On the use of global covariates in analyses of regional measures of brain structure
August 2020
In our routine analyses of regional surface area, cortical thickness, and grey matter volume, we do not control for associated global measures; namely, total surface area, mean cortical thickness, total brain volume (TBV), and intracranial volume (ICV). Here we outline the reasons for this decision with the caveat that this approach is not necessarily appropriate for all analyses, and should be carefully considered on a project-specific basis. Of note, TBV and ICV are highly correlated (r>.9) in the Dunedin Study and can thus be considered interchangeable in the context of the analytic strategies described below.
First, analyses that include a global covariate follow different assumptions and ask a fundamentally different question than those that do not. Analyses including a global covariate assume that the relative amount of brain matter in a given region is what drives differences in other phenotypes of interest, while analyses that do not include a global covariate assume that the absolute amount is more important. While it remains to be empirically demonstrated which of these assumptions more closely reflects the underlying biological mechanisms, we think the absolute amount of brain matter in a given region is often the more plausible assumption.

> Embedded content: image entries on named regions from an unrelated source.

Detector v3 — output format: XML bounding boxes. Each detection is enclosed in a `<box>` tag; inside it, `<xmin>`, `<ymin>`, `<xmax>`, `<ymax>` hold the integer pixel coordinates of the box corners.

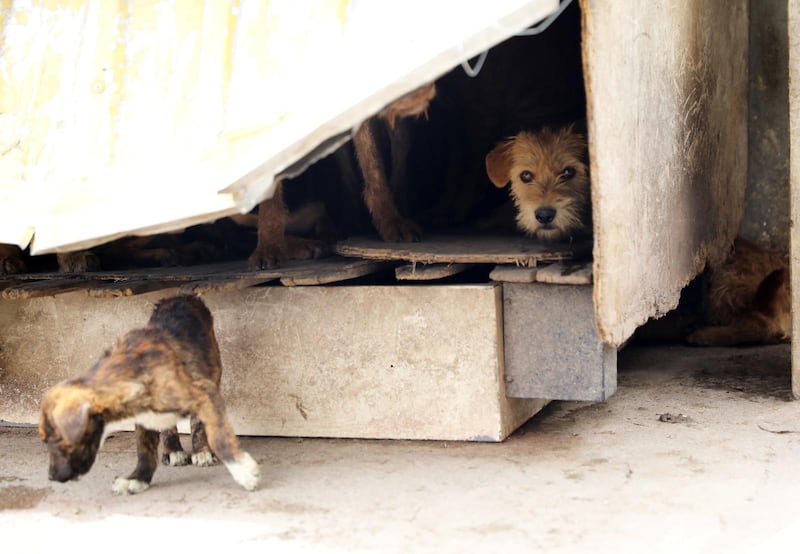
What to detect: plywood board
<box><xmin>581</xmin><ymin>0</ymin><xmax>748</xmax><ymax>346</ymax></box>
<box><xmin>489</xmin><ymin>265</ymin><xmax>538</xmax><ymax>283</ymax></box>
<box><xmin>788</xmin><ymin>0</ymin><xmax>800</xmax><ymax>398</ymax></box>
<box><xmin>336</xmin><ymin>235</ymin><xmax>591</xmax><ymax>266</ymax></box>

Further, while it is often practiced in the extant literature, the addition of a global covariate is a poor sensitivity test for a model without a global covariate (or vice versa), and treating it this way is likely to only lead to confusion. For example, a model that reveals wide-spread regional associations that “disappear” with the addition of a global covariate does not indicate that those regions are, in fact, unrelated to the outcome, but rather that they contribute to a widespread non-specific global effect.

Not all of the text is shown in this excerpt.